Anodea describes a practice that she uses in her workshops: “stand firmly and wherever I touch on your body, I want you to ground yourself, breathe and push back from the inside out.” This often helps ground a person with this body armor, because, for them, there is an invisible source constricting them into the core. During this practice, they expand; some gets softer.
I asked Anodea to get general for me and describe the most common American archetype of body armor.

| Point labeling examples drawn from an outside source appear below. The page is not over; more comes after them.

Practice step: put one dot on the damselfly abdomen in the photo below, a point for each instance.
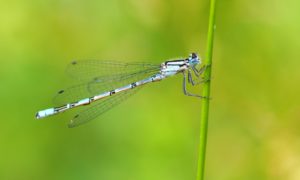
(104, 84)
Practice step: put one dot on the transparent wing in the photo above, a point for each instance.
(86, 70)
(93, 83)
(99, 108)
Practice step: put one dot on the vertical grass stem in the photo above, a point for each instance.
(206, 93)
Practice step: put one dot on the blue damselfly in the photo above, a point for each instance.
(105, 84)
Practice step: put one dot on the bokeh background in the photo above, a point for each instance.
(254, 129)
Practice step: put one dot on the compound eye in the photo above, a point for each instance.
(194, 55)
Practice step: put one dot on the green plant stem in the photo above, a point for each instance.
(206, 92)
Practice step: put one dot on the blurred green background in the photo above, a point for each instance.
(255, 111)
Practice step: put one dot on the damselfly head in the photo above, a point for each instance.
(194, 59)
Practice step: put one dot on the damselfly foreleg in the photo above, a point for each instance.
(199, 79)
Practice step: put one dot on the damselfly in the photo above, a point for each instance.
(105, 84)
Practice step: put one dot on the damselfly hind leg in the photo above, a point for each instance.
(185, 89)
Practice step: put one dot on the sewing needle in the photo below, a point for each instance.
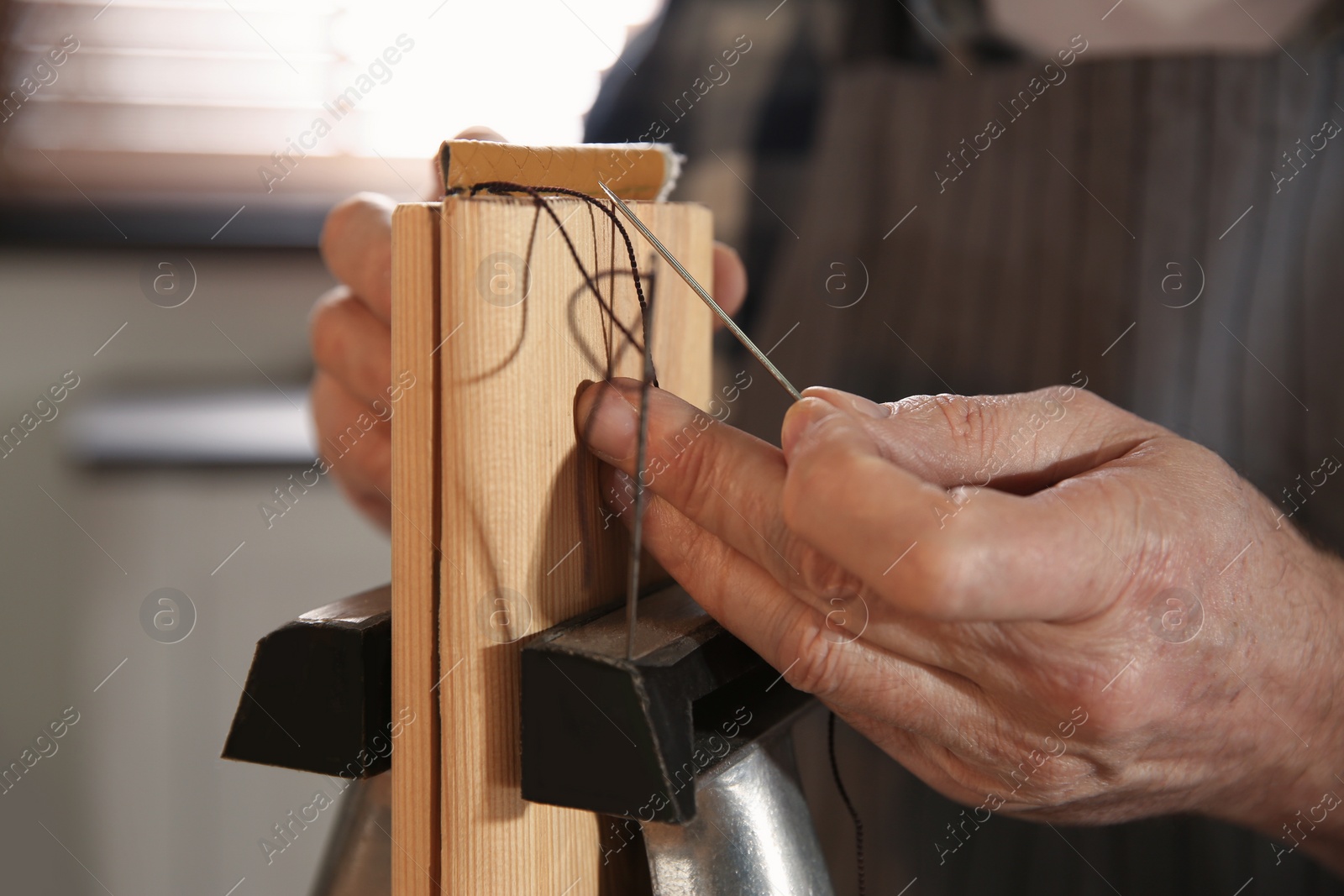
(699, 291)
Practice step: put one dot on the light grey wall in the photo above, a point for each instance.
(136, 799)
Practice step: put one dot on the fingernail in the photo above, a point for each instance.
(611, 425)
(800, 418)
(847, 401)
(871, 409)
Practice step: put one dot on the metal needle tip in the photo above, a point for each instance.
(699, 291)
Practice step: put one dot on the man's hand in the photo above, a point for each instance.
(1038, 604)
(353, 342)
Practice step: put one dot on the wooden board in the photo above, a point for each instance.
(511, 506)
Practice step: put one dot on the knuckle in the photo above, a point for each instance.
(971, 422)
(326, 331)
(937, 573)
(816, 668)
(351, 221)
(696, 473)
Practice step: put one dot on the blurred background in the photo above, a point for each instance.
(161, 192)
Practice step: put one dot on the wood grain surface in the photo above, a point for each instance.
(523, 543)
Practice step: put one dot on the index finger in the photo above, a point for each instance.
(356, 244)
(968, 553)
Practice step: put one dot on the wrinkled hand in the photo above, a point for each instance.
(353, 343)
(1038, 604)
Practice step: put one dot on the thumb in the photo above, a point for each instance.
(933, 540)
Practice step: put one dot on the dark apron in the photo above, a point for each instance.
(1105, 234)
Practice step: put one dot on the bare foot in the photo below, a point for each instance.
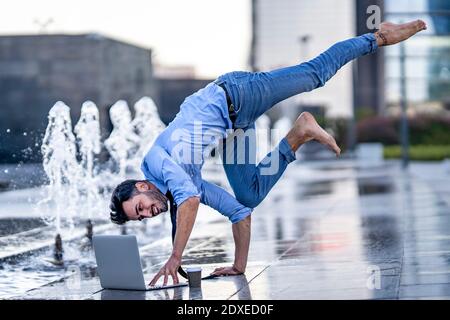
(306, 129)
(391, 33)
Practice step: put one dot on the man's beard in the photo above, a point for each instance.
(158, 196)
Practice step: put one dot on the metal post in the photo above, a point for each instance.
(404, 131)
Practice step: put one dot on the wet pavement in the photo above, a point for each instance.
(328, 230)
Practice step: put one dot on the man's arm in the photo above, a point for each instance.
(241, 235)
(187, 212)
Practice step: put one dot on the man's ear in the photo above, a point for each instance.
(142, 186)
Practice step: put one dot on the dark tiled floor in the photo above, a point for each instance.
(346, 232)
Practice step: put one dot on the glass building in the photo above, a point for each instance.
(427, 56)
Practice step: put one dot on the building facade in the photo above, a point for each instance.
(38, 70)
(288, 32)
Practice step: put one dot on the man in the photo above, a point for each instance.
(172, 167)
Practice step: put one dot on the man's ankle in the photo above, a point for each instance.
(293, 141)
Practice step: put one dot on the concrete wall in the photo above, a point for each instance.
(36, 71)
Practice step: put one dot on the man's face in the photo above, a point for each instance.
(146, 204)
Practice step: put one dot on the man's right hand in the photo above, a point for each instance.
(169, 269)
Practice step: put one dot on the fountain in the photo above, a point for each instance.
(87, 132)
(122, 142)
(147, 126)
(62, 169)
(76, 182)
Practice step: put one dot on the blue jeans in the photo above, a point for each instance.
(253, 94)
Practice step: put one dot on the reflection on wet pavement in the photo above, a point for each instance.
(334, 231)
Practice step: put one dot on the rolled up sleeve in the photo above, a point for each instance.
(178, 182)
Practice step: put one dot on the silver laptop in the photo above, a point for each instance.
(119, 264)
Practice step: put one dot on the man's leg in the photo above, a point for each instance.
(254, 93)
(250, 182)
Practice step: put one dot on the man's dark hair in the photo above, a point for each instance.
(124, 191)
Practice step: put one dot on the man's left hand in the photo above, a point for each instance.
(169, 269)
(226, 271)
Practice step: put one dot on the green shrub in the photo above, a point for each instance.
(419, 152)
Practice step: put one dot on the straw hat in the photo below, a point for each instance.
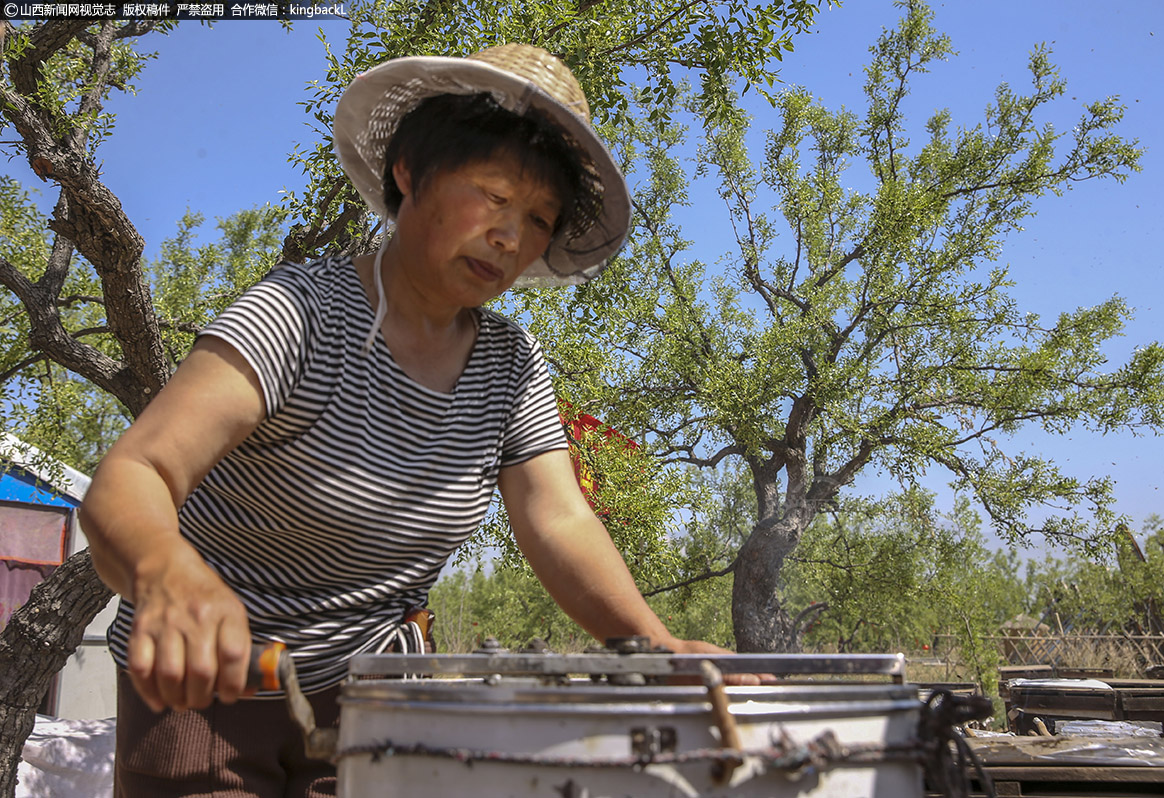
(518, 77)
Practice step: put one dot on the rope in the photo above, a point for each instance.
(820, 753)
(944, 712)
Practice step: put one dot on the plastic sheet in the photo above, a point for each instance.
(1108, 728)
(68, 759)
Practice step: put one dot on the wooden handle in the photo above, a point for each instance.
(263, 671)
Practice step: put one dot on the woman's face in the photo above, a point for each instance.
(469, 233)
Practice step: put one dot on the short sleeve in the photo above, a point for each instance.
(269, 326)
(534, 425)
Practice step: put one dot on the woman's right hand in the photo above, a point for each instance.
(190, 639)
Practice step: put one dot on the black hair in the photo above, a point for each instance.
(447, 132)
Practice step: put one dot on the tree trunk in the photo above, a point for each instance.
(35, 646)
(759, 618)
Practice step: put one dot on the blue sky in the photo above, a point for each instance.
(215, 115)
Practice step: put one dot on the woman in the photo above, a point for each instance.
(335, 434)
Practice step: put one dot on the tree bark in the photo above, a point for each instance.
(36, 643)
(760, 621)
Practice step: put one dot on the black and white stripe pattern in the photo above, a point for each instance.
(339, 511)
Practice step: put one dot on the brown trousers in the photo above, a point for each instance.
(249, 749)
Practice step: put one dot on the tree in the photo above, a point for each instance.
(880, 334)
(80, 304)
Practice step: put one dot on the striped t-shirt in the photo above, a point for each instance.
(339, 511)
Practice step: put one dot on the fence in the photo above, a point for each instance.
(1127, 655)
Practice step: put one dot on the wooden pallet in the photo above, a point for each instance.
(1076, 767)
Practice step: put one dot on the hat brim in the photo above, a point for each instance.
(371, 107)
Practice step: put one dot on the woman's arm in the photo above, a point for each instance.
(190, 638)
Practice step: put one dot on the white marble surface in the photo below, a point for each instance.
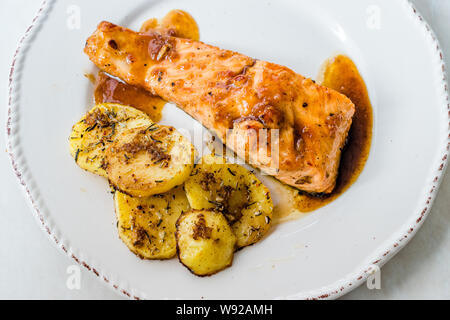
(32, 268)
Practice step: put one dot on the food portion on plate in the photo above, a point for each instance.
(279, 122)
(236, 96)
(236, 193)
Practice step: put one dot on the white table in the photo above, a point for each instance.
(32, 268)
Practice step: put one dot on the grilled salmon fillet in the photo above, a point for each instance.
(237, 97)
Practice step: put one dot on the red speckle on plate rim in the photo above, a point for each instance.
(357, 280)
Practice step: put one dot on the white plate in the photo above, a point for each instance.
(323, 255)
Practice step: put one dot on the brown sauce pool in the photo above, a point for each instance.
(338, 73)
(342, 75)
(176, 23)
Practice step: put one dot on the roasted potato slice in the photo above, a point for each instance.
(92, 135)
(236, 192)
(147, 225)
(205, 241)
(149, 160)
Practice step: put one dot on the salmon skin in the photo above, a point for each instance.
(235, 96)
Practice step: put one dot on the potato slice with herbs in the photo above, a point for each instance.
(236, 192)
(92, 135)
(147, 225)
(149, 160)
(205, 242)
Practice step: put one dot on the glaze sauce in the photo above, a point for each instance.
(338, 73)
(177, 23)
(342, 75)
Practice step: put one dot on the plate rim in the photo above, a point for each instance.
(332, 291)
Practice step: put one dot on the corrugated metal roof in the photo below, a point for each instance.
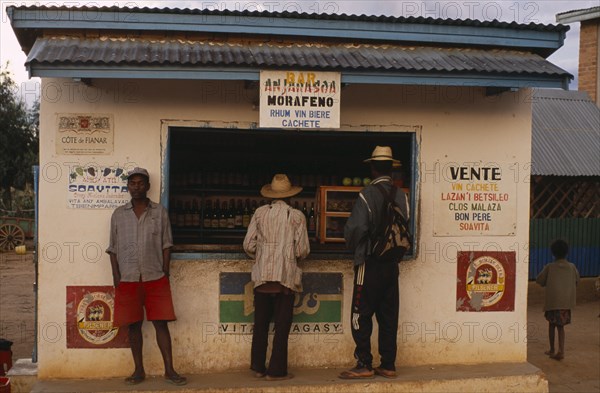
(565, 134)
(316, 56)
(321, 16)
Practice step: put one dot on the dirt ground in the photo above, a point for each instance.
(578, 372)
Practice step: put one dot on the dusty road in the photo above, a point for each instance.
(578, 372)
(17, 275)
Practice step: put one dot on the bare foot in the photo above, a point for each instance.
(558, 356)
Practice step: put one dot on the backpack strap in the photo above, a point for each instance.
(387, 199)
(390, 197)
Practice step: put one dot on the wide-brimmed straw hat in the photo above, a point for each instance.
(280, 187)
(138, 171)
(382, 153)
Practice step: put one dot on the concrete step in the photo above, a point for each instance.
(497, 377)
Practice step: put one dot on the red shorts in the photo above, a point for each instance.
(132, 297)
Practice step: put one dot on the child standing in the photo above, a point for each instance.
(560, 278)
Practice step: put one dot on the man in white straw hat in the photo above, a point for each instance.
(375, 282)
(277, 237)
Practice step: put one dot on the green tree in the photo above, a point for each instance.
(18, 140)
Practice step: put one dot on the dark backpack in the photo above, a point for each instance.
(392, 239)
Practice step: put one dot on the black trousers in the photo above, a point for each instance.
(280, 307)
(375, 292)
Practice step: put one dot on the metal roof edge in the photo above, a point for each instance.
(578, 15)
(540, 38)
(253, 74)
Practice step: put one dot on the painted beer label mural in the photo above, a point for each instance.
(84, 134)
(485, 281)
(90, 311)
(317, 310)
(97, 186)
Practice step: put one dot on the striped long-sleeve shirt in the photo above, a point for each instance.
(276, 239)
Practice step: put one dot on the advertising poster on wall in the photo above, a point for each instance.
(485, 281)
(90, 311)
(475, 200)
(84, 134)
(317, 310)
(300, 99)
(97, 186)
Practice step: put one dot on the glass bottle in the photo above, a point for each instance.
(216, 214)
(207, 219)
(311, 217)
(180, 221)
(188, 215)
(231, 215)
(223, 216)
(239, 215)
(246, 215)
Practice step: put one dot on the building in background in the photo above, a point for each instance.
(589, 55)
(565, 179)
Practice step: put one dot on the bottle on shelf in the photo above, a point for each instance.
(207, 219)
(172, 212)
(305, 211)
(311, 218)
(253, 209)
(216, 215)
(239, 215)
(223, 216)
(196, 214)
(180, 221)
(246, 215)
(188, 215)
(231, 215)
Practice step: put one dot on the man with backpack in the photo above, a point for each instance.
(377, 232)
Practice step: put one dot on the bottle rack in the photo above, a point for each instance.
(193, 230)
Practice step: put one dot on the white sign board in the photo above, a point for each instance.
(300, 99)
(84, 134)
(475, 200)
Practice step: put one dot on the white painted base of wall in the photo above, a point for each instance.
(499, 377)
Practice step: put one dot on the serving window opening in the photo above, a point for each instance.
(215, 177)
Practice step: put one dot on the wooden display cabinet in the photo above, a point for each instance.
(334, 207)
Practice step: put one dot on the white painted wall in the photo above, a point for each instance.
(458, 124)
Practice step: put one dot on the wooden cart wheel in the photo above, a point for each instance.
(11, 236)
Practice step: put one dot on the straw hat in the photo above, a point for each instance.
(138, 171)
(280, 187)
(382, 153)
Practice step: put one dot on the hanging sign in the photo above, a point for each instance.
(475, 199)
(300, 99)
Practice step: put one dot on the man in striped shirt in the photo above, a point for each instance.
(277, 237)
(375, 282)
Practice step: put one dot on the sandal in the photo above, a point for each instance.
(357, 373)
(557, 356)
(280, 378)
(134, 379)
(176, 379)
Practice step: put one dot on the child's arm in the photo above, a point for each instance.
(542, 277)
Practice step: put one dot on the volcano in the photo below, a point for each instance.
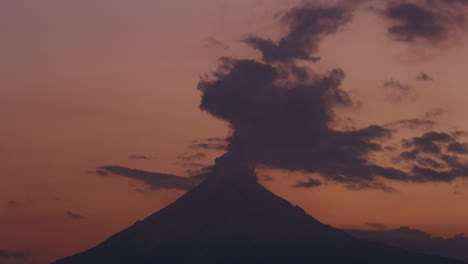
(230, 218)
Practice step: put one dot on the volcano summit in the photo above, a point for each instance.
(230, 218)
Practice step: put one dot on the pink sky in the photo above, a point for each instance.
(89, 83)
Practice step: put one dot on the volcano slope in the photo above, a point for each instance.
(231, 218)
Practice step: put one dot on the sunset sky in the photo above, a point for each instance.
(86, 84)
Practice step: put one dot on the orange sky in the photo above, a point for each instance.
(88, 83)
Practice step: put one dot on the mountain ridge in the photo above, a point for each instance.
(230, 219)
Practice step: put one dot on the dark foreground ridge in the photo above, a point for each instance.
(224, 221)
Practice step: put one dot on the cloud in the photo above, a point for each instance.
(413, 123)
(138, 157)
(13, 204)
(74, 216)
(418, 241)
(424, 77)
(310, 183)
(377, 226)
(430, 21)
(154, 180)
(396, 85)
(12, 255)
(307, 26)
(282, 112)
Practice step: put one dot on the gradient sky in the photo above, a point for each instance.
(89, 83)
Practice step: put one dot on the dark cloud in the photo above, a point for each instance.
(366, 185)
(310, 183)
(435, 112)
(424, 77)
(138, 157)
(457, 147)
(13, 204)
(102, 172)
(211, 42)
(413, 123)
(307, 25)
(377, 226)
(397, 92)
(210, 144)
(435, 157)
(74, 216)
(429, 142)
(12, 255)
(418, 241)
(156, 180)
(431, 21)
(191, 157)
(206, 170)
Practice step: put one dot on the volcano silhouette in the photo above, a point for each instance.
(230, 218)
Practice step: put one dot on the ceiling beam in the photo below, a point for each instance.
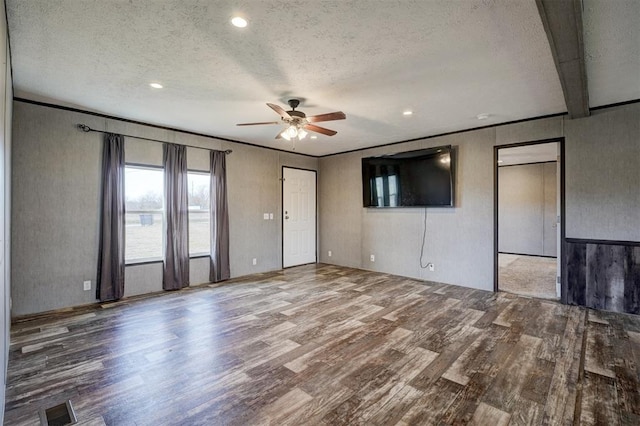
(562, 21)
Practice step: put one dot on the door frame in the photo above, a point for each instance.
(561, 249)
(315, 221)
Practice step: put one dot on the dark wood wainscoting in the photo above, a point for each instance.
(603, 274)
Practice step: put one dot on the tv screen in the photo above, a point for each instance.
(423, 178)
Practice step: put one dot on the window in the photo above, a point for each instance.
(199, 218)
(144, 208)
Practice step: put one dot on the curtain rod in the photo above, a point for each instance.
(88, 129)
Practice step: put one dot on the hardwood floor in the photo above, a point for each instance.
(328, 345)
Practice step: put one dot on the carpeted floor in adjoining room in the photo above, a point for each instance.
(533, 276)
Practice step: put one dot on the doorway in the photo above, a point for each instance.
(299, 216)
(529, 209)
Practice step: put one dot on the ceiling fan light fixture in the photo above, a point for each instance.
(292, 131)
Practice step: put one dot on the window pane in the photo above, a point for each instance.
(144, 206)
(199, 220)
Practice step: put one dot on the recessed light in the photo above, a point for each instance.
(239, 22)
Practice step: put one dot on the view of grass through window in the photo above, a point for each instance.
(199, 219)
(144, 207)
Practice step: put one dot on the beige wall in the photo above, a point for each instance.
(6, 96)
(56, 177)
(603, 175)
(602, 154)
(459, 240)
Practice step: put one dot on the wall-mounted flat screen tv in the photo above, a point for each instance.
(424, 178)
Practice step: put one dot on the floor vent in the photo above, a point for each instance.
(58, 415)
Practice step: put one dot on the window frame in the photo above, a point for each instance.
(148, 260)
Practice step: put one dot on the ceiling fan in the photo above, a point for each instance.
(298, 123)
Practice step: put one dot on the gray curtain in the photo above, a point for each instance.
(176, 254)
(219, 268)
(110, 280)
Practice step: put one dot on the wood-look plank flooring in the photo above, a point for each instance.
(328, 345)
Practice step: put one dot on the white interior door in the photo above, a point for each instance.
(299, 217)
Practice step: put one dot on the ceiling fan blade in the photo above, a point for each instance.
(279, 110)
(319, 129)
(257, 124)
(338, 115)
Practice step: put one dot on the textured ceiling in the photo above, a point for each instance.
(447, 60)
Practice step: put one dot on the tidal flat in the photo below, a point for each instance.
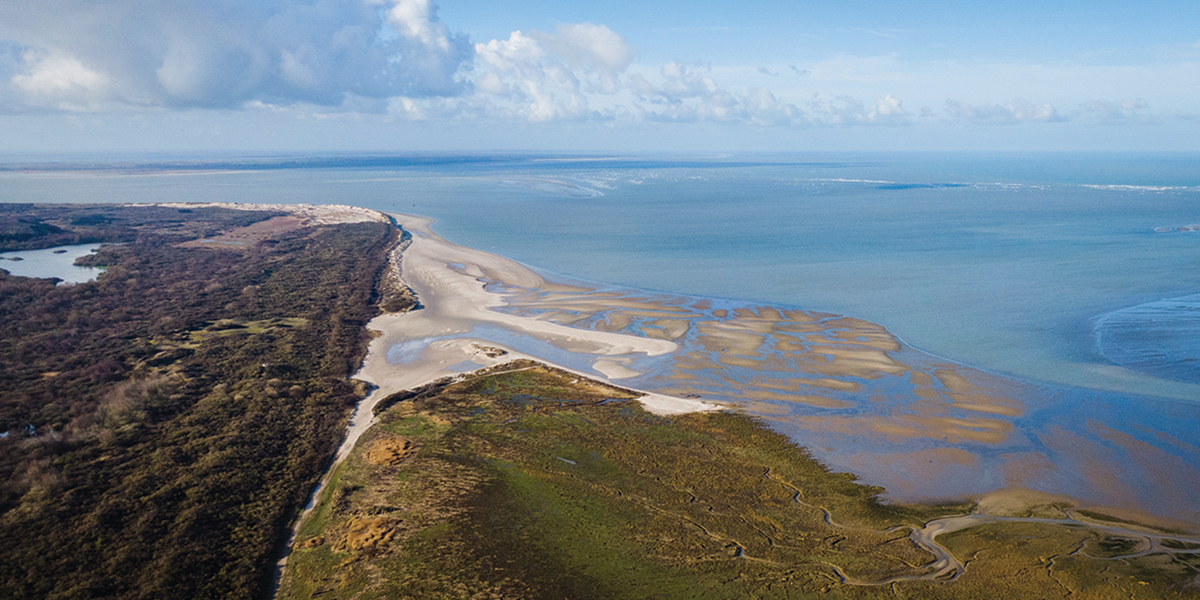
(528, 481)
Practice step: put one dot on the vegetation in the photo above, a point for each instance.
(165, 423)
(531, 483)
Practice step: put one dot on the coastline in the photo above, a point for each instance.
(465, 292)
(921, 426)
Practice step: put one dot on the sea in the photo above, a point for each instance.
(1074, 275)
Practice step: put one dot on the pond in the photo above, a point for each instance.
(48, 263)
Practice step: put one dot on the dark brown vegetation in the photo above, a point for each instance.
(528, 483)
(165, 423)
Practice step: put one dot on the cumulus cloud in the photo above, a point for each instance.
(546, 76)
(1018, 111)
(324, 58)
(846, 111)
(1114, 113)
(226, 53)
(688, 95)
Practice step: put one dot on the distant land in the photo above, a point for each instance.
(166, 424)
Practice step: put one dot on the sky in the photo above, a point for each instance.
(183, 76)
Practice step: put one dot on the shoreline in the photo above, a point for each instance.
(946, 409)
(453, 281)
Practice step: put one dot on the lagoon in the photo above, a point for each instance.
(47, 263)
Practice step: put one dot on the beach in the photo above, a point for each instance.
(921, 426)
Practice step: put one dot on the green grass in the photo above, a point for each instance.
(529, 485)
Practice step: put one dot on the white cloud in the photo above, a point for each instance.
(1114, 113)
(688, 95)
(1018, 111)
(845, 111)
(226, 53)
(58, 79)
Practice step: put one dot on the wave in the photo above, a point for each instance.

She paints a picture of Americans as often very armored around the third and fourth chakras. Pulled out of their lower two chakras and not in their upper two chakras, they tend to expand around the middle. There is a generalization of people living in their interpersonal chakras, not in touch with personal nor with the transpersonal.
In academia, you see a lot of people in their heads. In politics and entertainment, you see the “challenger/defender”, gravitating towards power. They may be connected spiritually, but they tend to dominate and are developed in a power structure. And then she describes people in the “endurer structure”: just living day to day and bearing it.
GLOBAL TRANSFORMATION
We end our discussion on the topic of global transformation, because chakras are not just a psychological map but are one for global transformation as well.
Climate change, economic disparities; this is both a personal and a collective issue. Globally, Anodea sees us as moving away from an organizing principle around the third chakra, the chakra of ego and will. “We’re moving from the love of power to the power of love, from the chain of command to a web of connection.”